Directed by Lasse Hallström, Joe Johnston
Starring Mackenzie Foy, Keira Knightley, Morgan Freeman
Running Time: 1 hour, 39 minutes
MPAA rating: PG
By Sandy DeVito, WitchQueen of Darkness
There isn't anything new here in a bare-bones narrative sense (they add some plotty stuff about Clara needing to find a key to unlock an egg her mother gave her posthumously, there's an easily-foreseeable twist 3/4ths of the way through), but there are a hundred tiny details that make this particular project subtly unique in the Disney canon, especially the Nutcracker himself, played wonderfully by the luminescent Jayden Fowora-Knight, and the quadrangle of women the film centers on; Mackenzie Foy is positively radiant, her bright eyes and erstwhile smile shining out through the screen, I will watch Helen in literally anything (gender-swapping her with the Rat King of the original story is neat), Keira Knightley gets to really chew the scenery and though we only get one scene with Clara's mother Marie (Anna Madeley) she is mentioned constantly by almost every other character, so her presence is constantly felt and her will is a driving force in the story. It rings a bit of Burton's Alice in Wonderland aesthetically, but it's a softer and more well-rounded project than that one; it's as sweet and as beautiful to look at as Christmas cookies for most of its run-time (I'm a huge admirer of Burton-favorite Colleen Atwood's work in general, but the fantastic Jenny Beavan--Mad Max: Fury Road!!--is a perfect choice for this world, creating clothes that are more like confections), with some oddball moments of uncanny that seem to be Joe Johnston's doing in particular. The film is co-directed by him and Lasse Hallström (What's Eating Gilbert Grape, The Cider House Rules), but I'm more familiar with Johnston's work, particularly his Wolfman reboot which I can't speak highly enough of. He has a sensibility for gothicism and those little moments weaved throughout this film were delightful to me; a giant unsettling animatronic Helen Mirren who doubles as a circus tent? I was loving that shit.

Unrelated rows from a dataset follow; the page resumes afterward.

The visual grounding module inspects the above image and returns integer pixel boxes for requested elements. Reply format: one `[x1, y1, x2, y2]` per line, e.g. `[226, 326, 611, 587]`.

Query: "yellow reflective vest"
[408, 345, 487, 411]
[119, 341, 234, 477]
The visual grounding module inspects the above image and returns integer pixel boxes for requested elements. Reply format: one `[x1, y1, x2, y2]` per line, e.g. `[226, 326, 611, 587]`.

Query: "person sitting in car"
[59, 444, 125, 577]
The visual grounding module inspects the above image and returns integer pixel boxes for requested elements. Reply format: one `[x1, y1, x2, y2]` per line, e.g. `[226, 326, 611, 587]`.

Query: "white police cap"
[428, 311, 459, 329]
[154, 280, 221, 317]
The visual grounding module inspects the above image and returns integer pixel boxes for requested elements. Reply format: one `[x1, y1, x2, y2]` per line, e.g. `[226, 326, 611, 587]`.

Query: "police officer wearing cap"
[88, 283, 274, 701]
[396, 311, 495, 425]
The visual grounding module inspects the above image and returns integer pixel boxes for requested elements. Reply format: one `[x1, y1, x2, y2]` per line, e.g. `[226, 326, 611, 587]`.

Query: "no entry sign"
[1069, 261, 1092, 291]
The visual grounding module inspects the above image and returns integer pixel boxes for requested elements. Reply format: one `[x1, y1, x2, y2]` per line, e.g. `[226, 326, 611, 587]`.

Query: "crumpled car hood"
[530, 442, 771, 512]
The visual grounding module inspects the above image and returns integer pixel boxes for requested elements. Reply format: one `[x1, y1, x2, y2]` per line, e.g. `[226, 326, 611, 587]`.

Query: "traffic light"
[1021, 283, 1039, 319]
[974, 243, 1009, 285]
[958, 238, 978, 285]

I would have enjoyed Morgan Freeman's Drosselmeyer more in the past than I did in the present, knowing what I know about him; the fact that he's supposed to be fatherly to Clara in the narrative just rings sort of gross when you've read about his creepy behavior towards women in general over the course of his career. I guess the good news is he's only in like two scenes. I loved that Matthew Macfadyen (definitely most well know as Darcy in Joe Wright's Pride and Prejudice) is Clara's father here; he really excels at looking sad and noble and English and sort of kind but out of his depth and that was exactly what that relatively small but very important role needed to do. Misty Copeland, noteworthy as the first African-American woman to be promoted to principal dancer for ABT, has two incredibly lovely ballet numbers in this film that are worth the price of admission alone.
I don't expect this to be everyone's cup of tea, but I've been waiting for a big-budget, shamelessly-high-production-value adaptation of The Nutcracker story for a long time (when I was in high school I imagined creating a super goth version akin to American McGee's Alice), so this was definitely that peppermint-candy-cane sweet shit I wanted; a woman wrote the script as well (Ashleigh Powell, based on a story by E.T.A Hoffman), which reflects on the subtle character work in particular, and James Newton Howard's score finds clever ways to expound on the classic Tchaikovsky ballet, adding richness and emotion. I'd definitely be okay with a sequel. I'm already deep in my post-Halloween depression and it's only November 1st, so I can't begrudge myself any enjoyment wherever I find it. It's too early for Christmas, but this will help you feel the spirit of the coming season for damn sure.